“Intruder, Captain. Was going to eject him with a physical reprimand.”

“Intruder? I see a thief, caught in the act.” The woman stalked closer. She looked to be in her fifties, sturdy, grizzled, hair iron-grey and short, coiled across a blunt skull. The eyes she fixed on Arpix were the same colour as the mist and held about as much warmth. “Looks like an Amacar to me. You an Amacar, boy?”

“I don’t know what an Amacar is. I’m not—”

The words “from around here” were slapped out of Arpix’s mouth. The woman’s blow left his face a strange combination of numb but stinging and deafened his ear.

“Amacar for sure,” she said. “Lies like one. Stinks like one.”

Arpix, still developing the bruises from the beating he’d been given by a different military, kept his mouth closed. He tasted blood.

The captain sneered. “It’s hanging day down at the Alarg. He can be strung up with whatever else they have for the gallows when the fog breaks. Make sure everyone knows where he came from. We’ll see how many we have to drop before that wall starts doing its job.”

“Yes, Captain,” Hadd said without enthusiasm.

“Damn straight, yes, Captain!” the woman shouted. “And get your backside back here as soon as it’s done. I know how long it takes to walk to the Alarg and back.”

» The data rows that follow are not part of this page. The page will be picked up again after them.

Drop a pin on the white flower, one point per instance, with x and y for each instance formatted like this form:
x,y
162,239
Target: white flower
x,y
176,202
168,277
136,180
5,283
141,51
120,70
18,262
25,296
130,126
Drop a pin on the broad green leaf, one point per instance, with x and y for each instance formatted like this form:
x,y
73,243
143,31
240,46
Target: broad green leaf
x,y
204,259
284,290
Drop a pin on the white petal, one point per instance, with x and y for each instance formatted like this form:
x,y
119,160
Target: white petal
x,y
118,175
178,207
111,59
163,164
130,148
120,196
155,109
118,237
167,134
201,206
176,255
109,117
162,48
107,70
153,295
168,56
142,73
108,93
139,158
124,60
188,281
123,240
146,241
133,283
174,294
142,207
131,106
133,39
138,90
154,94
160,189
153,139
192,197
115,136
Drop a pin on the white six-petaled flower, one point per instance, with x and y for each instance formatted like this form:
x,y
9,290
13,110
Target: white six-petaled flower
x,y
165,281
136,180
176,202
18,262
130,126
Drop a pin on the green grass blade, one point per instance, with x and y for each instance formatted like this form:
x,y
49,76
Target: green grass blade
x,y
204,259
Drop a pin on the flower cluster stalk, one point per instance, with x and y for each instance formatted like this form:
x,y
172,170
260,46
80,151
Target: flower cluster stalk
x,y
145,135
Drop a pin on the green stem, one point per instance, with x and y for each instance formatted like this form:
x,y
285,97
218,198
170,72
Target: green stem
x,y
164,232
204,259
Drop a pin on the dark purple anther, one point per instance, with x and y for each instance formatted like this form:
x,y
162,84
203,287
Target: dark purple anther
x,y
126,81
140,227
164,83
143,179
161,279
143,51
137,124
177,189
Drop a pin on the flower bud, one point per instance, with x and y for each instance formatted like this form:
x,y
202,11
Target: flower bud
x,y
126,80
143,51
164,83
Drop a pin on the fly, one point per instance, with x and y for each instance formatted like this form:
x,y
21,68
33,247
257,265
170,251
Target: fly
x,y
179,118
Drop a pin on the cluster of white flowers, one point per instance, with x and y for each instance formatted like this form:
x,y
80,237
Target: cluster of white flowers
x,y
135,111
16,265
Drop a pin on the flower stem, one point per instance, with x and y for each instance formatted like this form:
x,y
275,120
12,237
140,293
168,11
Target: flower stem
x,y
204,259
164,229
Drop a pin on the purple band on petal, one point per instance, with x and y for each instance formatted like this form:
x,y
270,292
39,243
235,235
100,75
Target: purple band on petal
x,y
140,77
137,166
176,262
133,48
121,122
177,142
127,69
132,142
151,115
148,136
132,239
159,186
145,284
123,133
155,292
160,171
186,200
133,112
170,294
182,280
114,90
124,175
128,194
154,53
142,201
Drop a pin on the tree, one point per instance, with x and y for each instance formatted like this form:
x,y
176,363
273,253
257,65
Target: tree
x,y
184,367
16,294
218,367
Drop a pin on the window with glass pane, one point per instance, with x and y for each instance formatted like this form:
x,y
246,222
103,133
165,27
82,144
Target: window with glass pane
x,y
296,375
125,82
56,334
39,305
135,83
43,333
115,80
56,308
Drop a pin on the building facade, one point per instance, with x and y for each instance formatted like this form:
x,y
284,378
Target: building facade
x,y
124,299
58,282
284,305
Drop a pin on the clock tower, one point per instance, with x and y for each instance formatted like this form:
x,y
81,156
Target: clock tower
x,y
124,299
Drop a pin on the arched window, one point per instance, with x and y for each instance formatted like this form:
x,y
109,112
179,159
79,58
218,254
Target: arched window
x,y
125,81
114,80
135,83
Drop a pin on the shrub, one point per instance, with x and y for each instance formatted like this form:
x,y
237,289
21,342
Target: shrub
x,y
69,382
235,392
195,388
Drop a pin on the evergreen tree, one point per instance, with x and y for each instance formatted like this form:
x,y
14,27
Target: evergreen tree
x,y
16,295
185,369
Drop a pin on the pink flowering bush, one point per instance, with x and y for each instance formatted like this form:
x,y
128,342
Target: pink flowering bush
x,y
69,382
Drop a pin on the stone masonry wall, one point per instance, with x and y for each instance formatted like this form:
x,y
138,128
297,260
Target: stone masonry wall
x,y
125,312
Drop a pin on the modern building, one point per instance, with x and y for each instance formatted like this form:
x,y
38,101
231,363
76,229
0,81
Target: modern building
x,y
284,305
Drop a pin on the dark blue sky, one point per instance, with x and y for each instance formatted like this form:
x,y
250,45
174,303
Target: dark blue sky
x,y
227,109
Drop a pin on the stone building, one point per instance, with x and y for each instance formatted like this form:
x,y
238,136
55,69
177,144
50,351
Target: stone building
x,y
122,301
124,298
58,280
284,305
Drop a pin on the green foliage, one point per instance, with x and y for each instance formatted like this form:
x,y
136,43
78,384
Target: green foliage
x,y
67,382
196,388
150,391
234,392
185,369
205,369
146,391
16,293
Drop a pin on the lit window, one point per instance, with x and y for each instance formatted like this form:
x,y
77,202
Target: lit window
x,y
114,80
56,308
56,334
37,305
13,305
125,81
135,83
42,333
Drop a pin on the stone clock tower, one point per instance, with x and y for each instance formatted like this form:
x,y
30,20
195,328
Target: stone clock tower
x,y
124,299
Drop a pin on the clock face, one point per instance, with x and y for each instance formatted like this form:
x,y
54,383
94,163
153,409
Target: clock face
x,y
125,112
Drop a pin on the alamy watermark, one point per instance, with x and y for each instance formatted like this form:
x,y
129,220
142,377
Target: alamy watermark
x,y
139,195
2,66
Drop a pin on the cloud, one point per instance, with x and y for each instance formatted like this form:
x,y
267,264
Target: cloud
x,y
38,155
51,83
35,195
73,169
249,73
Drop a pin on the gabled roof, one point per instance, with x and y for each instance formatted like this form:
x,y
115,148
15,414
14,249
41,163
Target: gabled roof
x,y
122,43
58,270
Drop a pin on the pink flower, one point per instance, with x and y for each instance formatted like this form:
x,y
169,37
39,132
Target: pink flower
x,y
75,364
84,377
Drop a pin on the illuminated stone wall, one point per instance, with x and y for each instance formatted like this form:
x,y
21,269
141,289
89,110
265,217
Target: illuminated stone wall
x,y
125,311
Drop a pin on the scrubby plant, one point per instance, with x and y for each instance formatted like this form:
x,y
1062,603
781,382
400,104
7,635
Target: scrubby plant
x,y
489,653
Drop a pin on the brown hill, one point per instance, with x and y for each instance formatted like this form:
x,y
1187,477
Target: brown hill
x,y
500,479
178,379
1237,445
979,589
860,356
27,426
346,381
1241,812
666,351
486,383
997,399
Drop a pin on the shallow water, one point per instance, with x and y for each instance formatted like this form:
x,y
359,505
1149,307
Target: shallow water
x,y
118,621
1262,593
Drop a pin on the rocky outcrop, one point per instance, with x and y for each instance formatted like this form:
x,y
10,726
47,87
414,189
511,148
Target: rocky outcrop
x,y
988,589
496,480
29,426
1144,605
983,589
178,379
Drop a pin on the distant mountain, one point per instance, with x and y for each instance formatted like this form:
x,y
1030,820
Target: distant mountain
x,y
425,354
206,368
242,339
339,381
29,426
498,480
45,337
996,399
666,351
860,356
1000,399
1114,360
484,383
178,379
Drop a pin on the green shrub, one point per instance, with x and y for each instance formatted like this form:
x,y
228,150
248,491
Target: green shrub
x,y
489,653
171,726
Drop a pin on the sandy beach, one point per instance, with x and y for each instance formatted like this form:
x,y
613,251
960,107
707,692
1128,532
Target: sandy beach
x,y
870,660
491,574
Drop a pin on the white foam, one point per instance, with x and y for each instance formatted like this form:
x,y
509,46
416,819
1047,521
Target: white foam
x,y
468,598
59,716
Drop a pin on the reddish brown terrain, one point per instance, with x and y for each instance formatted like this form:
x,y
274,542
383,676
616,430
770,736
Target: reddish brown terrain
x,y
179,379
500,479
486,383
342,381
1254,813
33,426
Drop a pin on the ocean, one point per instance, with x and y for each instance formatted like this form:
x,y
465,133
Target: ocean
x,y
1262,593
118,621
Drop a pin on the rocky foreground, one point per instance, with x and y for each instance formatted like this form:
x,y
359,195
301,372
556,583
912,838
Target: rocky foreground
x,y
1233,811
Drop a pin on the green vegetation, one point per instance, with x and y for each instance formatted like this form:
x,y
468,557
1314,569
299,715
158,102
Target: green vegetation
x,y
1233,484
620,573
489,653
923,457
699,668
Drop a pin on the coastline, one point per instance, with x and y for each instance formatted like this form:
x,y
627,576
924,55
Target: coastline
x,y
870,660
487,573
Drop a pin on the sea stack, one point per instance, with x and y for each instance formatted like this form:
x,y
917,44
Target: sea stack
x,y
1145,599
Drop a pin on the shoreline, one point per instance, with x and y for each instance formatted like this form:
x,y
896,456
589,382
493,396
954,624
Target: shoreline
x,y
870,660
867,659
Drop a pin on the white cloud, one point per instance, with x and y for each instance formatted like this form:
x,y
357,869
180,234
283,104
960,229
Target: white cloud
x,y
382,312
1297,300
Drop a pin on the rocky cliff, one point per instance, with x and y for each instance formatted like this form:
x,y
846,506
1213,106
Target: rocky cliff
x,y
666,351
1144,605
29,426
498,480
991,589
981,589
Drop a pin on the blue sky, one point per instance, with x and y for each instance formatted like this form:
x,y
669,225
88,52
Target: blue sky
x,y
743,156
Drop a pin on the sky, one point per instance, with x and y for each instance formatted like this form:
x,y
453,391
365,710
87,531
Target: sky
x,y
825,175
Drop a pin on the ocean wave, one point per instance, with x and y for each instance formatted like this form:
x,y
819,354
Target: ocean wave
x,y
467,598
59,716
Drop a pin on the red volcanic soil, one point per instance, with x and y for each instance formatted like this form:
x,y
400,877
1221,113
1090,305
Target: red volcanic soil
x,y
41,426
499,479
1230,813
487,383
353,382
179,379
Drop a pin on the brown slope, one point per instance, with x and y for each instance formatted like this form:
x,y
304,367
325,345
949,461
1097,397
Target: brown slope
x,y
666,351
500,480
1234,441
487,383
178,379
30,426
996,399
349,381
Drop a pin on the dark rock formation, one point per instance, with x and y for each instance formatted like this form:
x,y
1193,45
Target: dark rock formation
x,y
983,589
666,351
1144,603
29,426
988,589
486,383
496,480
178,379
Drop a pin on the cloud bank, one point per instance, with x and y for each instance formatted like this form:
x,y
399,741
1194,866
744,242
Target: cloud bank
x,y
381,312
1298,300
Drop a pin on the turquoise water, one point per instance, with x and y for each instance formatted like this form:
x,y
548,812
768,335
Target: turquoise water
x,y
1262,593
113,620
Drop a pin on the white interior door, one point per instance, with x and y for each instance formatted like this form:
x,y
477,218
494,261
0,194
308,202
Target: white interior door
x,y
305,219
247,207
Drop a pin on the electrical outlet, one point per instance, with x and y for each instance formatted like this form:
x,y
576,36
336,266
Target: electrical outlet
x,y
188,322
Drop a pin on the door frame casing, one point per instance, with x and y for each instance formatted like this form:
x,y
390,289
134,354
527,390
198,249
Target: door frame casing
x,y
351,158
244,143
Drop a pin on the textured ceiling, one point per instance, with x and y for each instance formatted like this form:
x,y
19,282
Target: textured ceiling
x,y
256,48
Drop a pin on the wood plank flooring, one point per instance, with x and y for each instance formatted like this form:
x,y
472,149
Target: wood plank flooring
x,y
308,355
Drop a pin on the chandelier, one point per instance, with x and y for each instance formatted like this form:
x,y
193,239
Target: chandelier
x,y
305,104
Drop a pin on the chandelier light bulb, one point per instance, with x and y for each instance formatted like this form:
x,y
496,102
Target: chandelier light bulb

Arpix found himselfbeing frogmarched through an impressive set of gates and out into what he assumed was a square but felt limitless in the enfolding mist.

“You’re really going to hang me?” It didn’t feel real. And yet the first sliver of fear had worked its way close to his heart.

“Not me. But yes.” The guard pushed him to keep up the brisk pace. “What did you expect? Robbing the potentate’s barracks was always going to be a short trip to a long drop, no?”

“But I wasn’t…” Too late Arpix thought of taking them to the portal. It would have prompted a lot more questions, but execution would have been avoided or at least substantially delayed. He opened his mouth to say they should go back, then closed it. Hadd already thought he was mad. The guard wasn’t about to face his captain’s wrath on the strength of the least likely tale he’d ever heard:I didn’t climb the wall—I came out of it…

They reached a street between two sets of tall buildings. Arpix had never been anywhere other than Crath City, and, two hundred years later, to the barren plateau out on the edge of the Dust. The city around him could be the one in which he’d lived. Except for the mix of canith and humans cohabiting within its walls. They passed dozens, most just shapes in the mist, some canith tall, some human short.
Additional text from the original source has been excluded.